Apart from the newly allocated block’s own data structures, the prevfree field of the following block is set to zero. Further, either the size of the shrunk block is updated, or the exhausted block is unlinked from its position in the list, linking the previous and next list item with each other. The original pointers can then be overwritten with data by the application developer.
Oversized allocations exceeding 2^63 bytes will be prevented by the wrapper using the GCC function __builtin_add_overflow where the signedness is converted, which can handle differing types within a single call, and will correctly signal an overflow upon assignment to the signed type.
Upon deallocation, contiguous free blocks are merged immediately, never allowing multiple free blocks to occur next to each other. First, the block is either merged into an existing free block below, which keeps its position in the freelist, or it is appended to the end of the freelist as a new element. Then, a free block above, if present, is unlinked from the freelist and merged into the expanded or new list item by further expansion. Two of the four possible situations, showing no merges and both merges, are visualized here:
(Visualization of the change of the freelist during two free operations. Only forward links are shown. Solid arrows: Links newly created by the previous operation. Crosses: Links that will be overwritten after executing the next operation. Striped: Block to be processed by the current operation.)
Merges with memory outside the assigned range is prevented by the initialization, marking the non-existent block below the first block as used by setting the prevfree field to zero, and by adding a block header at the end of the range, representing a used block, with a magic value as its size – which however is not checked against in the BGET configuration at hand.

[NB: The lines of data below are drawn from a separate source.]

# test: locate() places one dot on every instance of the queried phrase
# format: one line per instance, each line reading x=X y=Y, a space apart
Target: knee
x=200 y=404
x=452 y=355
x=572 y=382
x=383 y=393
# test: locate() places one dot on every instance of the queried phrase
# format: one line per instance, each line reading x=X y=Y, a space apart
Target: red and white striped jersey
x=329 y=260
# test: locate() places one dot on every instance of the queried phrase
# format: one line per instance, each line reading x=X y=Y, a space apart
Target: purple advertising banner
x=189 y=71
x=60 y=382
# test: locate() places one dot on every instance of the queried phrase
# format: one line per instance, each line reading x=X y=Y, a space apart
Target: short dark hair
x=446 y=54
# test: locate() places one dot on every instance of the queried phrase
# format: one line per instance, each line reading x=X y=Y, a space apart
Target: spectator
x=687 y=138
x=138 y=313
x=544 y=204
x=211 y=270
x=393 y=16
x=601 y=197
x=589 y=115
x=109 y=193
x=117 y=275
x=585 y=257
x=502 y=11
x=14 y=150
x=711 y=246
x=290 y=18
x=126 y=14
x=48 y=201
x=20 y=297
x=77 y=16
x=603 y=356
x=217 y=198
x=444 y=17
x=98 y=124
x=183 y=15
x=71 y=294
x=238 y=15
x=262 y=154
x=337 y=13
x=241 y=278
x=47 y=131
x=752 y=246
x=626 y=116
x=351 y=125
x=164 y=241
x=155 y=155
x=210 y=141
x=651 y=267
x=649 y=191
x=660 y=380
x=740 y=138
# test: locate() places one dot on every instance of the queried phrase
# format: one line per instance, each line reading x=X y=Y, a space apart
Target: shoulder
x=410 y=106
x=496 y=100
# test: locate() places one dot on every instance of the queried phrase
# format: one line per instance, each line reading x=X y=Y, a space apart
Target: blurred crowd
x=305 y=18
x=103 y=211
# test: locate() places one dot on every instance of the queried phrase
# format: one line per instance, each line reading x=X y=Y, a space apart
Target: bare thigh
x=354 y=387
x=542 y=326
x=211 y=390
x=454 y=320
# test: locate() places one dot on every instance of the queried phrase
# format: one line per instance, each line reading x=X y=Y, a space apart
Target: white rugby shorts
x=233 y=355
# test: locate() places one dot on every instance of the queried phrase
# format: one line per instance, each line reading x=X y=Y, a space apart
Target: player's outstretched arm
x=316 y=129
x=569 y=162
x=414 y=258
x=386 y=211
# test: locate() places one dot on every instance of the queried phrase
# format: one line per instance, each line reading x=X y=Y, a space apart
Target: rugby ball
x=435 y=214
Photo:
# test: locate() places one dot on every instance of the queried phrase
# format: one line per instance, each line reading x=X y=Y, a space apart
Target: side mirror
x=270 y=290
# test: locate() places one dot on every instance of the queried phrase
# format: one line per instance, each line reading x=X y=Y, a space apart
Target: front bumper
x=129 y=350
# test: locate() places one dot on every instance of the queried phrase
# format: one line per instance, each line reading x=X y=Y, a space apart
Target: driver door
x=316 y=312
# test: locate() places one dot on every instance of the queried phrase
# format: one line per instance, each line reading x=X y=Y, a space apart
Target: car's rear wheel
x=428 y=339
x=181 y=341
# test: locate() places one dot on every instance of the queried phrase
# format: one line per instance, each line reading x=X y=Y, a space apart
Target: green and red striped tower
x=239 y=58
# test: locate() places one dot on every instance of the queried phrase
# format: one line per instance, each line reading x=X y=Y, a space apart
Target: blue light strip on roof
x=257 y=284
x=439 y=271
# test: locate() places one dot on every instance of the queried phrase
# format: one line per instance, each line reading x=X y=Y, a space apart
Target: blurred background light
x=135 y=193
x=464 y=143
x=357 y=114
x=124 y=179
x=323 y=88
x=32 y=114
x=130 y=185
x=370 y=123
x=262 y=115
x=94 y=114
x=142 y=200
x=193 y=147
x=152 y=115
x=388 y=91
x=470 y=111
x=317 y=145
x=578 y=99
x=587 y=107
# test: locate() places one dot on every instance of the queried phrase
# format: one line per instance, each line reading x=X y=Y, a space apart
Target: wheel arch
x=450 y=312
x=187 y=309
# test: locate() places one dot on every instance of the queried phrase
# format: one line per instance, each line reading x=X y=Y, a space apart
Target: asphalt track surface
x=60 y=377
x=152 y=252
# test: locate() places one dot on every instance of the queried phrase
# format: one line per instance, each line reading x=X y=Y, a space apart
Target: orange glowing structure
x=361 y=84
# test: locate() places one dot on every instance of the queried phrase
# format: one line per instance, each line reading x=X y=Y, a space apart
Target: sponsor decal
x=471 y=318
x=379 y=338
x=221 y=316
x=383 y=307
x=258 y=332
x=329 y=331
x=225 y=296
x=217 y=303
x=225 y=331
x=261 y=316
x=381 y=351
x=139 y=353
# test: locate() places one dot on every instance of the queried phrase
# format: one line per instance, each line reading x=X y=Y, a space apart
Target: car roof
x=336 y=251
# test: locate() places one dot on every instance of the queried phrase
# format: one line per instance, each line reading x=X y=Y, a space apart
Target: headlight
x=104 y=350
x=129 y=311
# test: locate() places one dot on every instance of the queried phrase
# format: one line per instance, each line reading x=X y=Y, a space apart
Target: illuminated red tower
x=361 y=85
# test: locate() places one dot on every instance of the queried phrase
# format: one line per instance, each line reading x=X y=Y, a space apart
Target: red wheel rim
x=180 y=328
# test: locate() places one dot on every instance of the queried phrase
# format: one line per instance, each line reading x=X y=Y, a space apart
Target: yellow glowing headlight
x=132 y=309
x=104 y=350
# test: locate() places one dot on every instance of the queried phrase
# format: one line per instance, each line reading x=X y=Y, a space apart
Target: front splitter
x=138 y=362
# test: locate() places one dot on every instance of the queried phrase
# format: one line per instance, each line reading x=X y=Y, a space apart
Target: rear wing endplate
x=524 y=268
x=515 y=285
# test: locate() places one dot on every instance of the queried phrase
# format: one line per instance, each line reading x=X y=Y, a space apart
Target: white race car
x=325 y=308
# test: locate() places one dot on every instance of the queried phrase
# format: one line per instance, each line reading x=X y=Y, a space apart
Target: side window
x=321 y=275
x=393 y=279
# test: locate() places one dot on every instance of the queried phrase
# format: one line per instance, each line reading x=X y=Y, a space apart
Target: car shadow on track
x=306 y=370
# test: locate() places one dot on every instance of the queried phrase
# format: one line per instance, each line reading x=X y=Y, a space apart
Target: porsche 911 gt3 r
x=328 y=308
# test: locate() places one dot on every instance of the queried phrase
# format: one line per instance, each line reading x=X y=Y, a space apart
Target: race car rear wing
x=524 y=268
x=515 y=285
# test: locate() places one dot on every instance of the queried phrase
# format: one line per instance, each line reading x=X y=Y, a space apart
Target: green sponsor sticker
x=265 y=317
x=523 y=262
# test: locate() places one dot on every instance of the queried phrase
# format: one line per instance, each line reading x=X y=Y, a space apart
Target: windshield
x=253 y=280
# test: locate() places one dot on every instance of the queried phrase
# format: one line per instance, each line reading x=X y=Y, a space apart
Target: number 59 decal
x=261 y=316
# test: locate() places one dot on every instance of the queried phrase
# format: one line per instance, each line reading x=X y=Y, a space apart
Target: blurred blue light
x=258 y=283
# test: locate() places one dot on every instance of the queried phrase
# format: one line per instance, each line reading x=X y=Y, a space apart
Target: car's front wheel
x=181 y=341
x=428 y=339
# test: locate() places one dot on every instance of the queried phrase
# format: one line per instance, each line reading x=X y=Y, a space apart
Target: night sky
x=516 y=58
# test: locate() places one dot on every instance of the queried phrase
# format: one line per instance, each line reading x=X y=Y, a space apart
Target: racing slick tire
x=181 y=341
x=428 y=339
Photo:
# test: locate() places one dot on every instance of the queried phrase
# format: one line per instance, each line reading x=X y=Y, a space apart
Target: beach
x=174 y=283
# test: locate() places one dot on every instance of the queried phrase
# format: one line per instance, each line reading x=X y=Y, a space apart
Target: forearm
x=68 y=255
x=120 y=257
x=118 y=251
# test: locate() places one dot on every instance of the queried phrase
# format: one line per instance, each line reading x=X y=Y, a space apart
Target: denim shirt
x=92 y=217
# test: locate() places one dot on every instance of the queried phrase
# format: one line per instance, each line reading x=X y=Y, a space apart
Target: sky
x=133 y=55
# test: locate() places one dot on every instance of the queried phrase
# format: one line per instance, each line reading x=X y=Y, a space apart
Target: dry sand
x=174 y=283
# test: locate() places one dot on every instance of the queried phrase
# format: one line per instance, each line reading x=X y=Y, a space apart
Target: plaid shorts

This combination of allocation strategy and splitting mechanism causes the heap to initially behave like the stack, placing new buffers or data structures below the newest and lowest data structure currently in use – although with 16 bytes of overhead in between and at the boundaries of the available buffer. When predicting heap memory locations, reverse engineering can be used to identify TA-specific memory allocations.
Prior to the application’s allocations, the TA’s initialization process already requests 16 bytes for the malloc implementation wrapping BGET itself, 32 bytes for the initialization of the math API, and 32 bytes for every session opened to the TA, with 16 bytes of overhead each. You can find those by searching the code for any malloc, calloc or realloc calls, or with the GDB debugger. This results in an additional offset of 0x80 bytes from the heap’s upper boundary.
(Visualization of OP-TEE’s freelist root element and the BGET heap linked to by it, containing exemplary blocks. Gray: Blocks not available for allocation; White: Free Blocks available for allocation. Overview of the structs’ elements: prevfree is the size of the preceding block, if it is free, and roughly equals glibc’s prevsize element. bsize is the size of the current block, including its header, which is negated if the block is free. Free blocks additionally contain two pointers flink and blink, pointing forwards and backwards in the double linked freelist. Solid arrows represent pointers. Dashed Arrows point toward dependant values. On the bottom: Instances of the structs bhead and bfhead used by BGET.)
Further sources: optee_os sourcecode and GDB attached to an emulation within QEMU.